I expect to get what I earn. If there is anything I fault my parents for, it’s teaching me that you get what you earn and you will be rewarded appropriately. Instilling a sense that things should be fair and awarded based off your performance and effort. It pains me to see people “handed” things that they did not earn. I work hard and I expect to be compensated accordingly. This “millennial sense of entitlement” irks me to no end. When I started applying for jobs, I did not go for the CEO positions. I applied for anything and everything at the entry-level. I am a firm believer in working your way to the top. So when you see that I was born in 1991 on my application, do not assume I am coming in to steal your position. I want to learn from you and find a way to earn my way to a superior role. But I am in no way immediately gunning for your job.
Yes, I’m tech savvy. Yes, I type faster than anyone you’ve seen before. Yes, I will probably never go anywhere without my phone. And yes, you betcha I am going to constantly want the latest and greatest tech gadget. But you know what? That’s life now. Eventually we will live in a world run by computers and gadgets. For goodness sake, we’ve already put phones in watches and eyeglasses. It’s only a matter of time before the robots come marching in. This doesn’t mean I’m disengaged or uninterested. It means I’m attempting so desperately to stay current and connected. Do I want to check my Facebook and Twitter at work? Yes, I do. But I’m not checking it to like my friend’s latest selfie. More news stories hit Twitter before any news station can broadcast it.
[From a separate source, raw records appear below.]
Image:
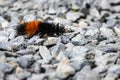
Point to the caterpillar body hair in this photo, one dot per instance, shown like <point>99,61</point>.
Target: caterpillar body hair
<point>34,27</point>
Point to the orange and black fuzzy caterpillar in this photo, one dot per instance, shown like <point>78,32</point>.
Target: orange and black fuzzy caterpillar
<point>34,27</point>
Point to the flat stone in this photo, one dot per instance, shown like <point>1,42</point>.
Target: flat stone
<point>12,77</point>
<point>22,74</point>
<point>105,5</point>
<point>5,46</point>
<point>37,77</point>
<point>73,15</point>
<point>4,36</point>
<point>79,40</point>
<point>25,52</point>
<point>115,69</point>
<point>64,70</point>
<point>18,41</point>
<point>55,50</point>
<point>50,41</point>
<point>78,51</point>
<point>86,74</point>
<point>25,61</point>
<point>44,52</point>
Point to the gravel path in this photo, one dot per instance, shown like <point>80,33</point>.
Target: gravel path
<point>91,52</point>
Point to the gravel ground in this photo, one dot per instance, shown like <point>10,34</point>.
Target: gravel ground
<point>91,52</point>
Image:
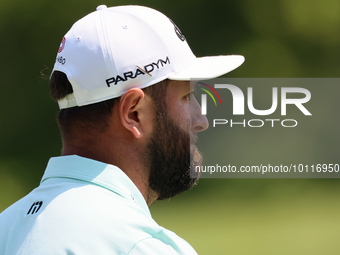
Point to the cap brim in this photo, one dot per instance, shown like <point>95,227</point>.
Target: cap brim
<point>209,67</point>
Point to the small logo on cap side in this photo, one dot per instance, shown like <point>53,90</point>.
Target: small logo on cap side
<point>178,31</point>
<point>62,45</point>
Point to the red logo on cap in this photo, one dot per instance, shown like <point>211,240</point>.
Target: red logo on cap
<point>62,45</point>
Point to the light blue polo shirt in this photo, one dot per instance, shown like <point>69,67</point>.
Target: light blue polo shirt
<point>85,207</point>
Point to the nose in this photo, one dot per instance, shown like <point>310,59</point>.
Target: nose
<point>199,122</point>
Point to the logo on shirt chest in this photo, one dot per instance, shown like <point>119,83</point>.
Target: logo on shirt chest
<point>35,207</point>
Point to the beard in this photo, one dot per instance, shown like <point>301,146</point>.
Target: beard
<point>172,157</point>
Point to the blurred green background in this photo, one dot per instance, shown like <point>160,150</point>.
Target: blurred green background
<point>280,38</point>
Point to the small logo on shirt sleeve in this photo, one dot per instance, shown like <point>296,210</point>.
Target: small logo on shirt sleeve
<point>35,207</point>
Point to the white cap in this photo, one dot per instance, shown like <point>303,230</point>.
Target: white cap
<point>114,49</point>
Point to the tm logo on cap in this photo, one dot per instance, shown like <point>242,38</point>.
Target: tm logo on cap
<point>204,97</point>
<point>62,45</point>
<point>178,31</point>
I found out about the Boston bombing via my friend’s retweet from her friend at BC, before the local news station had even realized what was going on.
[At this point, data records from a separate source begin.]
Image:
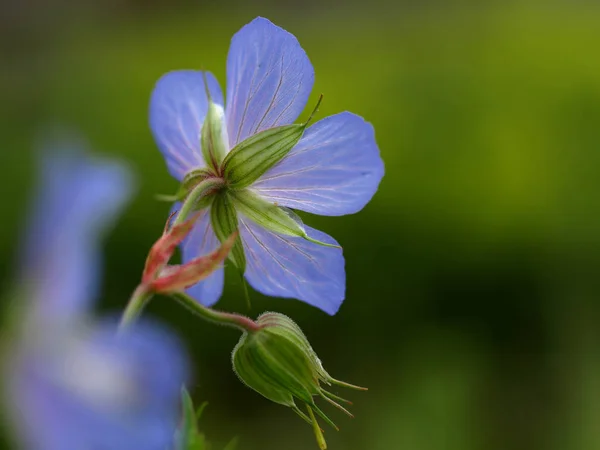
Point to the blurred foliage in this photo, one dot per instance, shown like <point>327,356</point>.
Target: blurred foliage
<point>472,308</point>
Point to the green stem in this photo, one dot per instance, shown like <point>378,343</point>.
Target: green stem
<point>219,317</point>
<point>199,191</point>
<point>139,299</point>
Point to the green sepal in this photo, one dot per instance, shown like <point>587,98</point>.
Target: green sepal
<point>275,367</point>
<point>272,217</point>
<point>211,139</point>
<point>190,181</point>
<point>224,220</point>
<point>251,158</point>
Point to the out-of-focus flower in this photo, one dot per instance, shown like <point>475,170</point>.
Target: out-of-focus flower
<point>265,165</point>
<point>71,382</point>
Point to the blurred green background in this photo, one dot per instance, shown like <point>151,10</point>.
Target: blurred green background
<point>473,275</point>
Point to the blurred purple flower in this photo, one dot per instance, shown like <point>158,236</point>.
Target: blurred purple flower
<point>335,169</point>
<point>71,382</point>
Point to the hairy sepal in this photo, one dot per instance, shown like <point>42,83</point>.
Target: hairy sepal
<point>224,220</point>
<point>272,217</point>
<point>253,157</point>
<point>212,138</point>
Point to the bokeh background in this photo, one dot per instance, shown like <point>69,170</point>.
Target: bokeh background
<point>473,275</point>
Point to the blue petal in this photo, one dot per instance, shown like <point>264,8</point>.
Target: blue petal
<point>269,79</point>
<point>73,389</point>
<point>292,267</point>
<point>78,198</point>
<point>177,109</point>
<point>334,170</point>
<point>202,240</point>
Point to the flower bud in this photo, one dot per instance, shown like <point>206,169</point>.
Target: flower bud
<point>278,362</point>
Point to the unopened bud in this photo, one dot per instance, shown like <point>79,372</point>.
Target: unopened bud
<point>278,362</point>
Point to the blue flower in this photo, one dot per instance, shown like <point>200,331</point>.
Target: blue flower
<point>333,170</point>
<point>72,382</point>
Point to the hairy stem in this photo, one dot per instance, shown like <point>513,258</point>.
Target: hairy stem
<point>219,317</point>
<point>139,299</point>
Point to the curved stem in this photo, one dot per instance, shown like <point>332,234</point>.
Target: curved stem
<point>219,317</point>
<point>139,299</point>
<point>199,191</point>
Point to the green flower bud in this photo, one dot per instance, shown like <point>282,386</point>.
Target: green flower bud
<point>278,362</point>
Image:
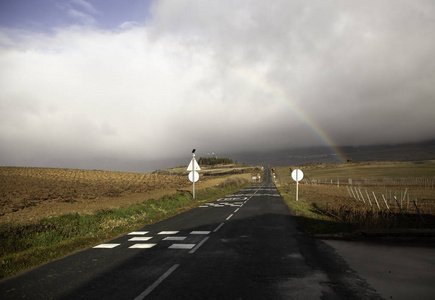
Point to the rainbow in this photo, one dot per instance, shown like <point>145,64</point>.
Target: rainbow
<point>274,90</point>
<point>277,93</point>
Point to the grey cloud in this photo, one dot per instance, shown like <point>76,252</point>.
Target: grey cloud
<point>222,76</point>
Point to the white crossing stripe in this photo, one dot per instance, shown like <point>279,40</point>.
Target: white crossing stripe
<point>107,246</point>
<point>140,238</point>
<point>182,246</point>
<point>142,246</point>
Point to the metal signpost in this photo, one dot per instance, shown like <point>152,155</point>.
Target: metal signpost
<point>297,175</point>
<point>193,175</point>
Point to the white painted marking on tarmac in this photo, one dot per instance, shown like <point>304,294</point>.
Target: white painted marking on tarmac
<point>219,227</point>
<point>167,232</point>
<point>142,246</point>
<point>107,246</point>
<point>182,246</point>
<point>156,283</point>
<point>199,245</point>
<point>140,238</point>
<point>174,238</point>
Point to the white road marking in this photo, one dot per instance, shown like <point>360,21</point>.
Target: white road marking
<point>199,245</point>
<point>156,283</point>
<point>219,227</point>
<point>181,246</point>
<point>142,246</point>
<point>107,246</point>
<point>140,238</point>
<point>174,238</point>
<point>168,232</point>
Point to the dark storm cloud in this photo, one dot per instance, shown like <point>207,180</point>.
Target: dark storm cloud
<point>220,76</point>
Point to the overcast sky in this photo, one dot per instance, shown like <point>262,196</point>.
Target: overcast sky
<point>113,81</point>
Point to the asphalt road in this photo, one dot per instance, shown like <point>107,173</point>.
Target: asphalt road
<point>243,246</point>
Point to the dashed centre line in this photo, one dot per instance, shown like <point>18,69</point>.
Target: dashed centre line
<point>107,246</point>
<point>140,238</point>
<point>167,232</point>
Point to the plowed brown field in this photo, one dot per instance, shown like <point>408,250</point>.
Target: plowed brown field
<point>30,194</point>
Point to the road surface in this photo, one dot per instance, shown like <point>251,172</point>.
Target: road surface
<point>242,246</point>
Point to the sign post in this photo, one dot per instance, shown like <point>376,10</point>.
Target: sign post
<point>193,175</point>
<point>297,175</point>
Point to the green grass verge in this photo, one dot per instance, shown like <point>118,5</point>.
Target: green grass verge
<point>311,220</point>
<point>24,247</point>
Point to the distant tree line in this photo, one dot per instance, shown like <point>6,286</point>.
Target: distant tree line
<point>211,161</point>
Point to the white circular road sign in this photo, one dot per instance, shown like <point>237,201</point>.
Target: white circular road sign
<point>193,176</point>
<point>297,175</point>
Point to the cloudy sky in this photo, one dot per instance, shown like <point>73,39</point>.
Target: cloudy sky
<point>104,84</point>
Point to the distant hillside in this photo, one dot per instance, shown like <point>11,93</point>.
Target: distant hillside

I know I’ve been ranting for what seems like hours but I promise this is my last point. Political involvement. I am the first person to admit that I am no where near as politically involved as I should be. I have my opinions, like every great millennial does, but I lack the desire to take the time to learn enough to do anything about it. But my outlook on political involvement isn’t skewed because of the laziness I feel towards political research. It’s the sheer hopelessness I feel about our current situation. When the stock market crashed, I watched the grown-ups in my life lose a lot of assets. I listened to my parents talk about the affect this would have on my college funds, their retirement funds, and the future of their finances. I watched friends’ parents get laid off and struggle to keep what jobs they had. I then watched friends get shipped off to places where it was it doubtful they’d return anytime soon. I started learn about things like welfare. I signed up for student loans. Attempted to get financing. Applied for hundreds of jobs to only get a handful of interviews. I’ve spent the majority of my adult life in debt and plan to spend the next 10 years fighting it off. To me I feel a sense of helplessness when it comes to changing the political realm. In my mind it’s such a giant mess that I can’t even begin to find a starting point. Now this doesn’t mean I’ve said forget it and stuck my head in the sand. I’ve turned to others actively involved in politics for advice to start my own involvement. Just give me a hot minute to wrap my head around everything and I promise I’ll get involved.
The moral of this post is this: don’t assume that just because I was born in 1991 that I am going to be a millennial monster. I’m on Team Nurture. My parents raised me to be quite well rounded. Or maybe that’s the millennial narcissist in me? Either way, at least give me a chance to prove to you that I will not only work my booty off but also absorb any life / business lessons you can share with me.